Pi connects his tale to objectivity for the reader through his diary. It is not till Chapter 73 that he mentions it, but because it is the only log of the story as it happened, it is perhaps the most informative artifact of the raft. Interestingly, Pi tells the reader what he wrote in his diary, saying, “I talked about what you might expect: about things that happened and how I felt, about what I caught and what I didn’t, about seas and weather, about problems and solutions, about Richard Parker. All very practical stuff” (208). Upon the first reading, this passage seems understated but not particularly noteworthy. With a tiger on a boat, it would be troubling if Pi did not write about it. Knowing the ending, though, raises some questions about this passage. If the story with Richard Parker is not the story that factually happened in reality, then what can be made of Pi describing his diary? The reader has three separate choices. First, the reader may begin to accuse Pi of trickery. This choice is not unwarranted. Pi, at times, is extremely mischievous to his audience. However, this choice seems unlikely when the diary passage is taken within the context of the larger story. It would be absurd for Pi to share his life-changing story just to trick his audience.
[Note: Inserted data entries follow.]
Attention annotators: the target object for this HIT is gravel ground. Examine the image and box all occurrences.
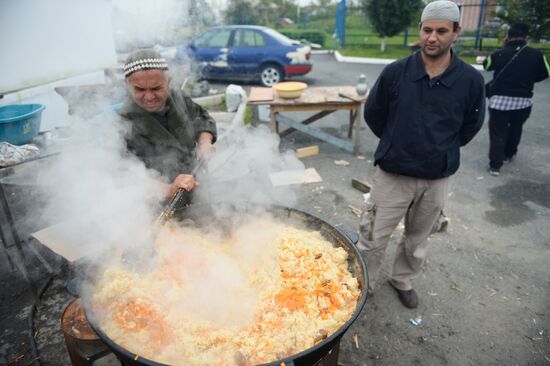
[1,53,549,366]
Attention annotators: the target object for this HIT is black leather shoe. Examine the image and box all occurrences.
[389,281,418,309]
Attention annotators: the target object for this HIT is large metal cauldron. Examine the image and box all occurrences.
[86,204,368,366]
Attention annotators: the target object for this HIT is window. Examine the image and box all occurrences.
[234,29,266,48]
[194,29,232,48]
[262,28,294,46]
Second, the reader may believe that Pi has simply subconsciously misremembered what he wrote in his diary in an attempt to repress trauma. This choice is more consistent with the bulk of the novel. It could be that Pi is an unreliable narrator because of psychosis. However, Pi gives his audience actual entries from his diary. One reads: “Prostrate body and soul. Will die soon. R. P. breathing but not moving. Will die too. Will not kill me” (239). How can one explain Pi’s mention of Richard Parker in his diary if Richard Parker is a creation of his subconscious with the purpose of aiding Pi in the retelling of the story?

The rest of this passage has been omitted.